Auburn QB Nick Marshall Isn't Cam Newton, but the Similarities Are Unavoidable

Barrett SalleeSEC Football Lead WriterAugust 19, 2013

Auburn QB Nick Marshall / Photo: Auburn University/Todd Van Emst
Auburn QB Nick Marshall / Photo: Auburn University/Todd Van Emst

Auburn's newly minted starting quarterback Nick Marshall made his first appearance in front of the media since winning the job Sunday night and addressed the similarities between he and former Tigers quarterback and 2010 Heisman Trophy winner Cam Newton for the first of what will be numerous times.

Marshall—a former Georgia defensive back—spent the last season at Garden City (Kan.) Community College after being dismissed from the Bulldogs in February 2012. Newton shared a similar path, leaving the Florida Gators following an off-the-field incident for one season at Blinn College in Texas before joining the Auburn program as a junior in 2010.

From the journey to the Plains, to the dual-threat capabilities to Gus Malzahn's hurry-up, no huddle system, the comparisons to Newton are unavoidable.

Marshall isn't interested in those lofty expectations.

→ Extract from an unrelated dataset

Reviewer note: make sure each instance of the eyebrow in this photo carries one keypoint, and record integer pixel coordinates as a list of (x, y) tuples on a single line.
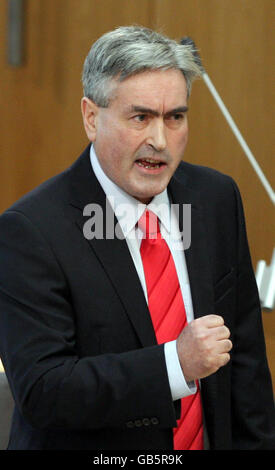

"I really can't compare myself to him," Marshall said. "I just have to be myself."

But Malzahn can and did quite often Sunday night.

"All of the other quarterbacks I've had went through spring," Malzahn said. "Cam had a chance to go through spring. The difference is that we never went live (in practice) with Cam. If you watched Cam two-and-a-half weeks into spring practice, you wouldn't know that he was going to be the quarterback. Everything wasn't perfect."

Marshall threw for 3,142 yards and 18 touchdowns last season at Garden City and added 1,095 rushing yards and 19 touchdowns.

While statistically, Marshall and Newton appear to be similar quarterbacks, the 6'1", 210-pound Marshall is a much more slippery than Newton. His elusiveness in the pocket and ability to extend plays coupled with a cannon that can get the ball 70 yards downfield on a dime will make him a matchup nightmare for opposing defensive coordinators. If we're comparing him to recent dual-threat studs, he's more like Texas A&M quarterback Johnny Manziel than he is Newton.

He doesn't have to be Newton though.

Malzahn's offense is predicated on a punishing, downhill rushing attack. With 1,000-yard rusher Tre Mason, spring game MVP Cameron Artis-Payne and speedster Corey Grant in house, the Tigers are fine in that department.

All Marshall needs to do is take care of the football, which was a challenge for him in his first season back at quarterback with the Broncbusters in 2012. He tossed 20 interceptions and lost five fumbles in an offense that was switched to the spread shortly before the season started.

His ability to make smart decisions in camp at Auburn is a big reason why he won the job in three short weeks.

"It's been good, because we have coaches who everyday, ream it into our heads about ball security," Marshall said. "It stuck to me now, so I'm not going to worry about turnovers."

The Newton comparisons will linger all season, especially if Marshall does turn heads early in the season in the way Newton did in 2010.

But he isn't Newton.

Newton only tossed five picks in his one season at Blinn in 2009 and was a polished passer the moment he stepped foot on campus. While Marshall was a little rough around the edges, it was his potential that won him the job.

"The day that we went live, they were flying around him, and I was right back there with him and he seemed like it was 7-on-7 mode," Malzahn said.

That doesn't mean that Marshall cannot get to Newton's level eventually. His arm strength is comparable right now, and while Marshall is more likely to run around a defender than over one, his ability to make things happen on the ground has the coaches excited about the future.

"We're always going to play to our quarterback's strengths, but he's very unique," Malzahn said. "He's a phenomenal athlete. One of the better athletes I've probably gotten a chance to coach at the quarterback position."

There may be some speed bumps along the way, but the marriage between Malzahn and Marshall will make Auburn's offense can't-miss television if—for no other reason—its high-risk, high-reward nature.

If and when it clicks, look out.


*Barrett Sallee is the lead SEC college football writer for Bleacher Report. Unless otherwise noted, all quotes were obtained firsthand.